Hay dos cinematografías que no por conocidas y citadas dejan de ejemplificar de lo que estamos hablando. La primera de ellas, la de Alfred Hitchcock, trufada de argumentos inverosímiles y folletinescos, sacados en muchos casos de novelas de espionaje de escaso calado literario y en la que el tema del falso culpable sufre múltiples y hasta exasperantes variaciones. Es el extraordinario manejo de las formas lo que marca las diferencias y la que nos hace recordar su obra con delectación, con pasión, con emoción (un proceso descrito con exactitud en el prólogo de François Truffaut a su conocidísimo libro sobre la obra del británico). Del mismo modo, si juzgáramos argumentalmente las obras de Yasujiro Ozu, nos encontraríamos con un problema: la indiferenciación entre unas y otras, la confusión de títulos, la falta de mordiente, la repetición constante. Y sin embargo, su obra resulta extraordinariamente trascedente, deja un poso como la de ningún otro cineasta, y es la forma, tan coherente, pausada y constante a lo largo de su obra (incluso en plena II Guerra Mundial, con Japón enfervecido de pasión militarista, sigue siendo fiel a su estilo de siempre), la que consigue marcar las diferencias y la que convierte un vacío transcurrir del tiempo en una sobresaliente visión de la vida, la soledad y la paradójica carencia de trascendencia de la vida humana (y decimos paradójica porque su obra, al reflejarla, sí alcanza dicha trascendencia).
Sin necesidad de acudir a nombres tan consagrados, podemos encontrar más ejemplos en obras mucho más recientes y discutidas, cuya recepción estuvo muy relacionada con la tensión entre forma y fondo de la que hablamos. Pensemos en Caníbal, de Manuel Martín Cuenca, de argumento descabellado y obviada en gran parte por ello, pero estéticamente magnífica, desde la impresionante secuencia inicial que trasmuta un trasunto de cuadro de Hopper en un frenético plano subjetivo rodado desde el interior de un coche hasta su sutil manera de evitar cualquier atisbo de carnicería desagradable cuando el protagonista actúa cometiendo las actividades a las que alude su explícito título. Y yéndonos a otras épocas, un autor como Jacques Tourneur, con sus muy heterodoxas historias (recorridas por elementos como el vudú haitiano hasta la presencia de "gentes gato" por causa una maldición balcánica) seguramente estaría enterrado en el panteón de los cineastas olvidables si no fuese por su estilo, sugestivo y ausente de énfasis, que nos da una lección de cómo el mejor terror es el que no muestra lo espantoso, sino que solamente lo insinúa.

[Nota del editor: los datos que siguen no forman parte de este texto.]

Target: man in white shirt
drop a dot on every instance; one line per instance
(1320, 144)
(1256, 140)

¿Ejemplos de lo contrario? Uno de los más obvios es Ken Loach, el conocido cineasta británico, asiduo (inexplicablemente) al festival de Cannes, que a pesar del bienintencionado anticapitalismo que recorre el espíritu de sus películas, su estilo pedestre, el esquematismo de sus personajes y su incoherente manera de colar algún episodio tremendista para dar una leve apariencia de thriller a su cine supuestamente social invalidan cualesquiera bondades que habiten en su fondo, y hacen pensar que muy difícilmente su carrera sobrevivirá a nuestra época.

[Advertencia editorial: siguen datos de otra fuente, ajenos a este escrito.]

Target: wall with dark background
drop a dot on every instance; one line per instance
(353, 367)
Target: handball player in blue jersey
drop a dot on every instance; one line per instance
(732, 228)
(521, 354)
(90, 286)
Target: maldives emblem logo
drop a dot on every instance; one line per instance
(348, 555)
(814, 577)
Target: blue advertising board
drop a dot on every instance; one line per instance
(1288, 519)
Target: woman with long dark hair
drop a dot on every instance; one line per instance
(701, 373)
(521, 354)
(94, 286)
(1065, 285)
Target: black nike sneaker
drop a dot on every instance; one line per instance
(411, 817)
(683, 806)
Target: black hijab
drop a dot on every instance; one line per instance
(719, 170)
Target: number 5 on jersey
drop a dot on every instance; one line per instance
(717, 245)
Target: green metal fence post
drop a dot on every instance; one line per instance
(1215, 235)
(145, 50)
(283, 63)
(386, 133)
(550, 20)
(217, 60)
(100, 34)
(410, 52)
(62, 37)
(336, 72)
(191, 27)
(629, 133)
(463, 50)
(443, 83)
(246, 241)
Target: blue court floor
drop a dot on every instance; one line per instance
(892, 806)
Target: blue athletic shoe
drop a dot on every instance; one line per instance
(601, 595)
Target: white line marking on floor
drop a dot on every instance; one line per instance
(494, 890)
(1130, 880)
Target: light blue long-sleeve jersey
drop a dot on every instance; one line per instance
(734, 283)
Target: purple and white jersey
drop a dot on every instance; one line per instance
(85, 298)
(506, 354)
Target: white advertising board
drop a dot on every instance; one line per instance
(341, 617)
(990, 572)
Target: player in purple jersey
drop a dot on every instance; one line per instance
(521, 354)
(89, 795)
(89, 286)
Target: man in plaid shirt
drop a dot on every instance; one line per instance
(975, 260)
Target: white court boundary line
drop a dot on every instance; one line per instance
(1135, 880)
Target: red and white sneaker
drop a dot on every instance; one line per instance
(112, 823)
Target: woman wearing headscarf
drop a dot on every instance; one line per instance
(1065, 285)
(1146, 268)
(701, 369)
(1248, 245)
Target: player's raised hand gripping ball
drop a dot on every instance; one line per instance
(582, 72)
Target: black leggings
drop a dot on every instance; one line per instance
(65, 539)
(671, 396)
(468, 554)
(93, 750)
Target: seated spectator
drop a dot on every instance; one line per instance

Ahora bien, con todo, esta regla tiene matices. El fondo no es irrelevante, faltaría más, y muchas obras se pueden y se deben señalar críticamente por sus intenciones de fondo. Puede parecer una contradicción que, leyendo mis entradas en este blog, muchas veces llenas de referencias políticas, ahora dedique este texto a la defensa de la forma por encima de cualquier otra consideración. Pero partimos de la base de que toda consideración política se realiza después de una primera criba en la que son las formas las que marcan la diferencia y las que nos ponen en la parrilla de salida las obras sobre las que merece la pena discutir políticamente. Y a ello intentaremos dedicarnos, mientras la mente responda.